You've deployed an LLM application. Your tests show that it's working. The metrics look good. Then a user says it's broken.
This happens more often than you would expect.
In this talk, we'll share our experience of building and maintaining LLM applications, and discuss what we've learned about the discrepancy between evaluation results and user experience.
We will explore three dimensions of evaluation through the lens of user experience:
Sometimes the gap between tests and reality comes down to expectations. Questions that seem obviously hard to users turn out to be easy for the LLM—and vice versa. Understanding this mismatch is the first step to building systems that users actually trust.
When you're working with LLMs, individual components might pass tests while the whole system fails. With prompts, model parameters, evaluation criteria, metadata, and ever-growing datasets all interacting, the complexity compounds quickly.

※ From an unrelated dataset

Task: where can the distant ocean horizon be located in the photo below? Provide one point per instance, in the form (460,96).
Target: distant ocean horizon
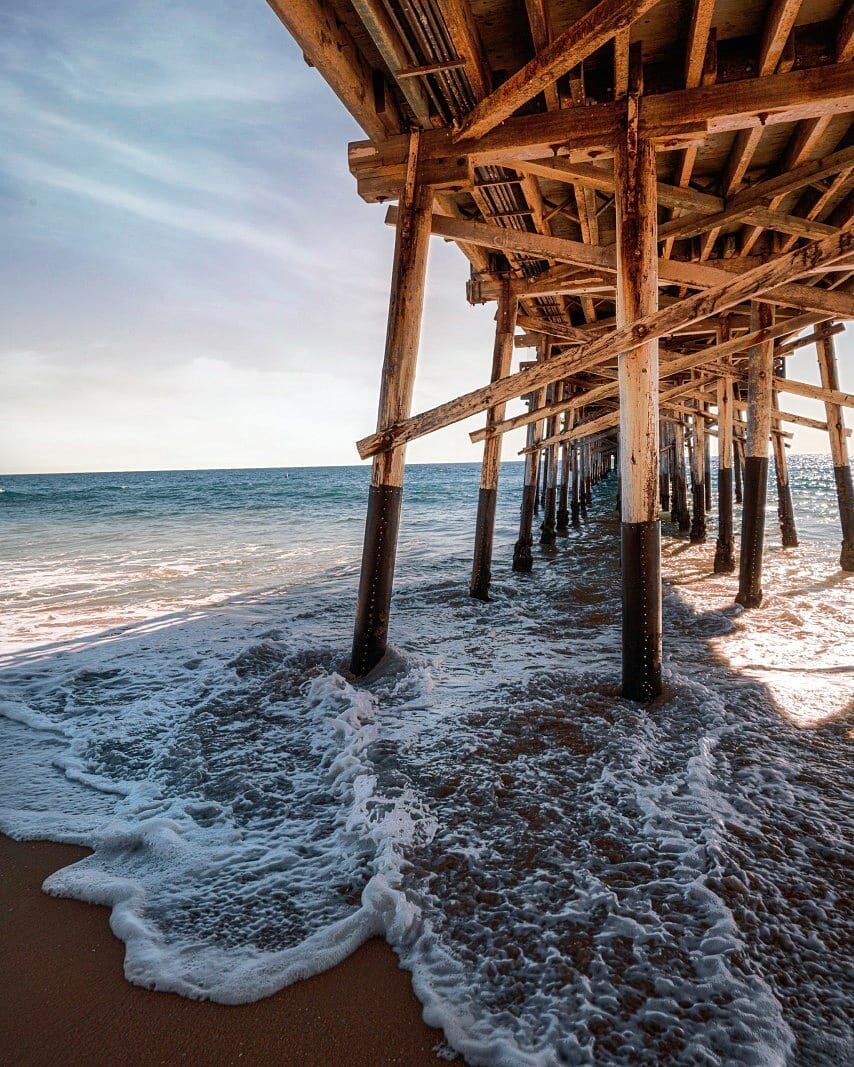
(569,877)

In this section, we'll share practical lessons from operating LLM applications in production: how we use observability tools like Opik to monitor model behavior, how telemetry helps us understand actual usage patterns, and how dedicated validation endpoints allow us to detect issues in on-premises deployments before users do.

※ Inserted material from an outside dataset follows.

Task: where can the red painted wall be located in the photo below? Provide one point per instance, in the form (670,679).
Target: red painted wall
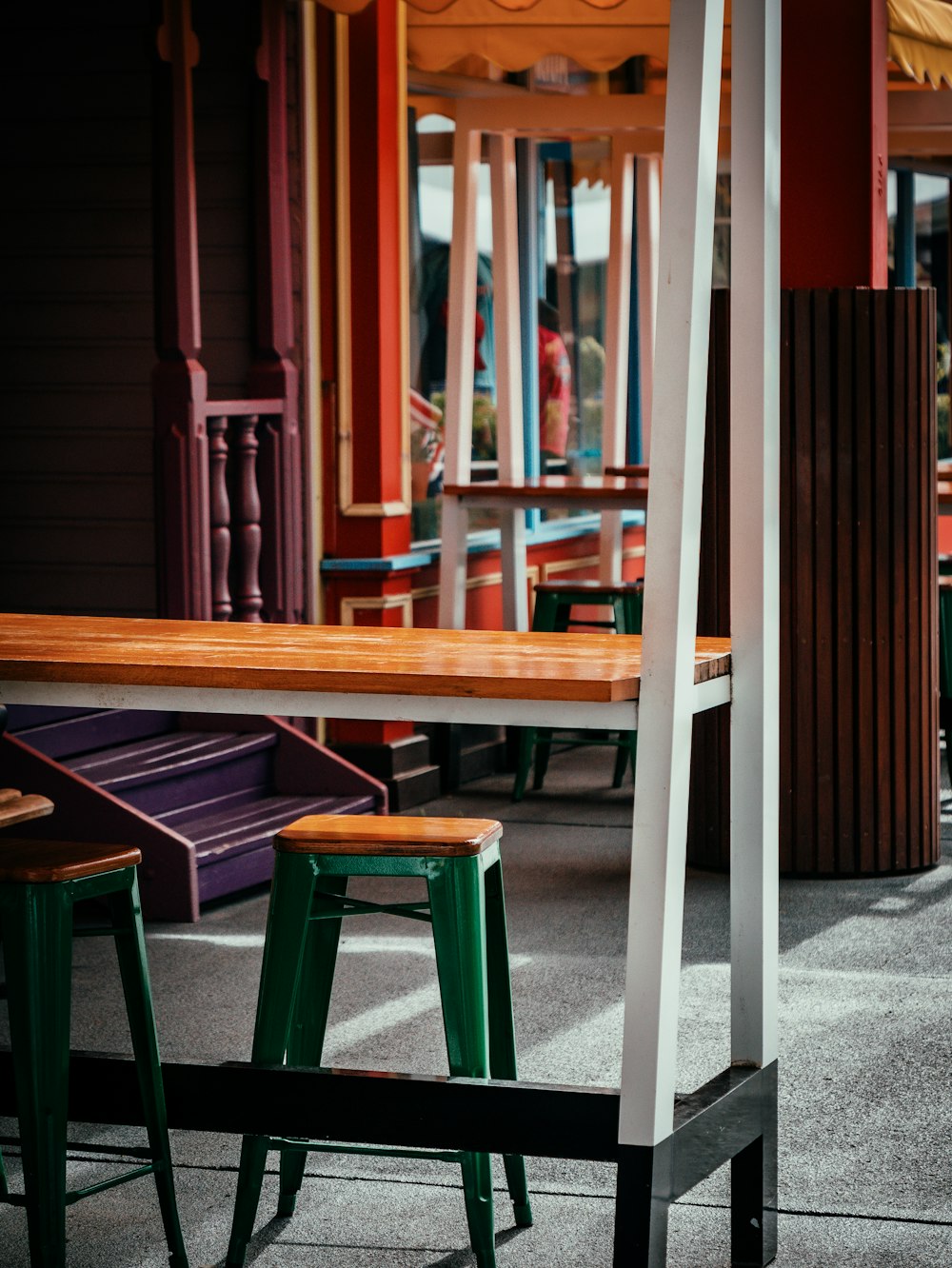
(834,144)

We'll discuss real-life scenarios we've encountered, such as when users expected different results to those delivered by our system, when external changes affected the system silently, and when performance drifted in ways that our metrics didn't detect.
This isn't a talk about frameworks or tools (even though we'll mention a few). It's about the human element of evaluation: ensuring that the system we built serves the people using it.
Whether you're just starting out with LLM applications or running them at scale, you'll probably recognize these scenarios. We'll share the strategies and patterns that we've developed, not as prescriptive rules, but as a starting point for your own approach.